JUSTICE
? Le centre des archives Intradis a brûlé en janvier 2002. Pas de victimes mais un préjudice colossal. Vingt ans après, le tribunal correctionnel d’Amiens juge les faits.
? Pour le ministère public, la fraude n’est pas caractérisée, concernant les soupçons de rachat d’Intradis dans le but de la fermer et éviter de dédommager les parties civiles.
On va de rebondissement en surprise dans le jugement en cours du dossier Iron Mountain (Intradis). L’affaire de l’incendie du centre d’archives de Roye, le 28 janvier 2002 (lire précédentes éditions), est examinée depuis jeudi 22 juin, par le tribunal correctionnel d’Amiens.

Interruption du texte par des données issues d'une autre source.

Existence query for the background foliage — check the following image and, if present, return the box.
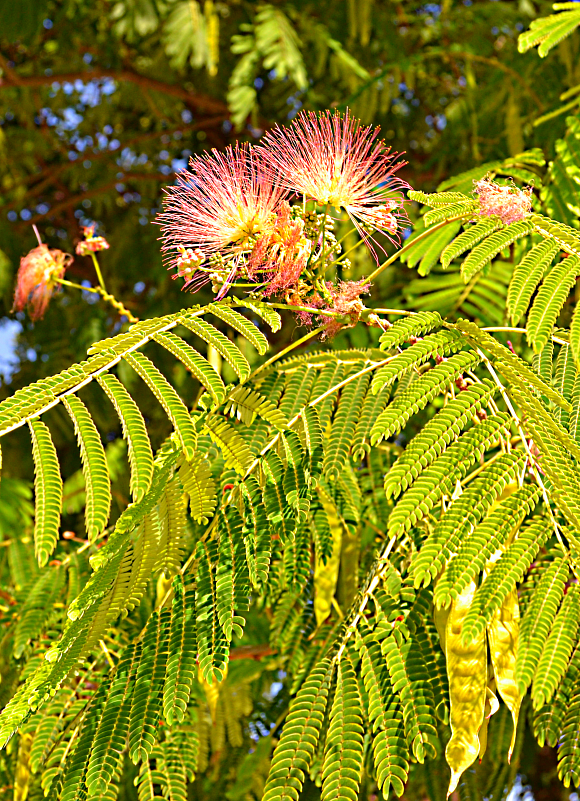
[0,0,580,799]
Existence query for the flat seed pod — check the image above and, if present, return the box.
[487,590,522,761]
[445,581,487,797]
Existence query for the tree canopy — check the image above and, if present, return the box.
[0,0,580,801]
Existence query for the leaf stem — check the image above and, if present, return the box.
[366,214,468,281]
[91,251,107,292]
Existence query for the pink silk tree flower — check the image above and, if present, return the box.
[12,245,73,320]
[156,143,287,286]
[76,225,110,256]
[247,201,312,295]
[475,178,532,225]
[258,111,409,238]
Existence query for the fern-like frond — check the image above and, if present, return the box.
[14,567,64,659]
[324,366,369,481]
[381,628,437,762]
[554,345,577,428]
[388,414,509,536]
[413,453,525,587]
[163,577,197,726]
[205,301,274,356]
[532,584,580,709]
[63,395,111,540]
[180,317,250,381]
[228,385,288,431]
[157,476,187,576]
[461,518,551,643]
[516,556,569,695]
[455,320,571,411]
[263,659,332,801]
[379,312,441,350]
[28,420,62,567]
[86,644,141,796]
[358,635,409,797]
[529,214,580,256]
[434,485,540,608]
[423,198,479,228]
[518,3,580,58]
[558,668,580,787]
[461,218,533,284]
[371,351,480,445]
[372,330,465,394]
[153,332,227,404]
[441,217,503,269]
[179,453,217,523]
[98,375,153,502]
[195,541,229,683]
[532,645,580,748]
[204,416,252,475]
[385,379,497,497]
[526,256,580,353]
[215,507,250,642]
[400,220,460,276]
[125,353,197,459]
[129,610,169,765]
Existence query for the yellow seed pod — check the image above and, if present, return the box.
[478,684,499,762]
[445,581,487,797]
[487,590,522,761]
[433,607,451,652]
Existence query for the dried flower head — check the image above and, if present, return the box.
[76,225,110,256]
[321,279,370,339]
[157,143,286,282]
[258,111,408,236]
[475,178,532,225]
[12,245,72,320]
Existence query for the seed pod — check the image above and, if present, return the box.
[445,581,487,797]
[487,590,522,762]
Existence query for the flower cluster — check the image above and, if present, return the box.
[12,244,73,320]
[475,178,532,225]
[157,112,408,307]
[76,225,109,256]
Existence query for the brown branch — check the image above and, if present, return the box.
[0,68,229,117]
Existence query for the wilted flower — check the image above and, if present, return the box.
[76,225,110,256]
[172,248,206,289]
[321,279,370,339]
[12,245,72,320]
[258,111,408,236]
[247,202,312,295]
[475,178,532,225]
[157,143,286,290]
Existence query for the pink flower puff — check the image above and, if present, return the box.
[157,143,287,290]
[258,111,409,239]
[12,245,73,320]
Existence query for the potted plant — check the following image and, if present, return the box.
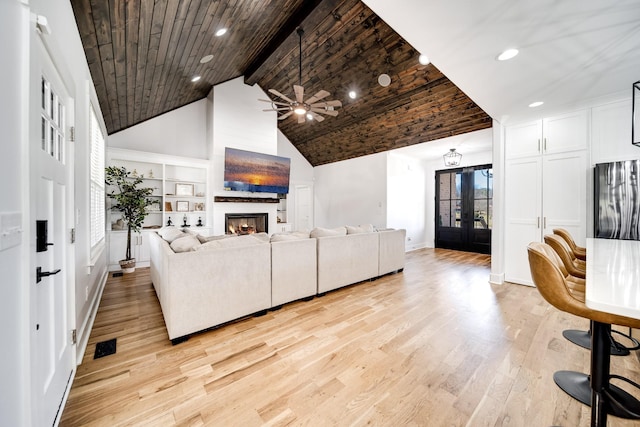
[105,166,156,273]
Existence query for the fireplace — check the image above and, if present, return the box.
[224,213,269,234]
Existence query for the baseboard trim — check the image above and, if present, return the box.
[489,273,504,285]
[76,268,109,365]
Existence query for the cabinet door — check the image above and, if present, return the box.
[542,150,589,245]
[504,156,542,285]
[109,231,129,265]
[505,120,542,159]
[136,231,152,263]
[542,110,589,154]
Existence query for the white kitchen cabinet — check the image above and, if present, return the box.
[504,111,589,285]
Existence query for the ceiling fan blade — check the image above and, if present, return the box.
[278,110,293,120]
[293,85,304,104]
[262,107,291,111]
[311,108,338,117]
[310,99,342,108]
[307,90,331,104]
[258,99,289,105]
[269,89,294,104]
[309,111,324,122]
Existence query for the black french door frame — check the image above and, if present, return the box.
[435,164,493,254]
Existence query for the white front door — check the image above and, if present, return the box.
[295,185,313,230]
[29,30,75,426]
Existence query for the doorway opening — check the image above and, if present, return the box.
[435,165,493,254]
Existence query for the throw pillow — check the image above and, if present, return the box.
[169,234,200,253]
[158,227,187,243]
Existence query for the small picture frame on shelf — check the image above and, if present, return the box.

Quatre audiences sont au rôle. Vendredi 23 juin, en fin de matinée, la défense a proposé un nouveau renvoi à une date ultérieure. Motif invoqué : « Gagner du temps de parole ». Les parties civiles s’y sont catégoriquement opposées. : « Les victimes attendent depuis vingt ans. Il faut tout examiner pendant ces quatre jours ». Pour la présidente, Delphine Raeckelboom, « A ce stade le renvoi n’est pas forcément nécessaire ».
Iron Mountain : gros enjeux
Les parties civiles sont représentées par maîtres Alain Lévy ; Eric Turschwbl ; Olivier Bureth et Philippe Sarda. Ce dernier défend aussi le loueur du local sinistré, Ebenal. Cette société est prévenue dans cette affaire dix-huit ans après les faits (revirement de jurisprudence de la Cour de cassation en 2020). Les avocats sont inscrits au barreau de Paris.
Les parties civiles le savent : il ne sera pas possible de poursuivre Iron Mountain si la fraude n’est pas prouvée et donc jugée comme telle par le tribunal. « Il y a eu une intention frauduleuse pour éviter la responsabilités pénale de l’absent », a-t-on entendu. Les parties civiles s’interrogent sur l’intérêt du rachat d’Intradis par Iron Mountain : « C’est une société minuscule. Il y a des éléments comptables au dossier pour 2015. On notait un passif de 405.000 euros et un capital social de 300.000 euros. La société comptait 23 salariés ».
Iron Mountain : aucune perquisition
Le substitut du procureur de la République a pris la parole. Pour Franck Charon, « Il faut prendre en compte les réalités économiques de l’époque. Pour que la fraude soit caractérisée, on doit démontrer que la fusion a eu lieu afin de soustraire Intradis à la justice ». Et d’ajouter : « Il eut fallu laisser cette société subsister un peu pour se faire une idée plus réaliste et voir si c’était, ou non, une coquille vide ». Le substitut Charon a aussi pointé du doigt la faiblesse des investigations: « Il fallait se donner les moyens d’entrer en voie d’accusation. On aurait pu ordonner des perquisitions, examiner des mails, saisir l’informatique. L’intention de frauder n’est pas forcément évidente ». Et de conclure ainsi : « Les éléments actuels ne sont pas suffisants pour justifier la fraude ».
L’intervention du ministère public fait bien l’affaire des défenseurs d’Iron Mountain. « Le réquisitoire du procureur nous ramène à la raison. Que cela fait du bien… », a soupiré Mathieu Chirez. Même son de cloche pour son collègue, Thomas Ricard : « Frauder, c’est agir dans le seul but d’échapper à sa responsabilité pénale ». Mathieu Deligny a ajouté : « Le témoin entendu jeudi (ndlr : l’ex-directeur d’Intradis) était sincère même s’il n’a pas prêté serment ». Les enjeux sont donc importants. Les magistrats se prononceront sur ce rachat frauduleux potentiel, lors du délibéré final.
Caractérisation de l’infraction
La caractérisation de l’infraction, ayant conduit à la catastrophe, a commencé à être examinée vendredi en milieu après-midi. « Le manquement à la loi n’est pas un sujet simple », a dit d’emblée la présidente Raeckelboom, pressentant des débats ardus. En fin d’audience, la défense s’est fendue d’un court communiqué de presse. « Nous soutenons, depuis le début, que Iron Mountain n’a commis aucune infraction pénal ; même involontaire. Cette procédure n’a strictement rien à faire devant un tribunal correctionnel« , ont écrit maitres Chirez et Ricard.
Jeudi 29 et vendredi 30 juin, le dossier continuera à être examiné sur le fond. Cette fois, les débats correctionnels auront lieu dans la salle des assises. C’est le seul espace public climatisé du palais. La décision pourrait être rendue sur le siège.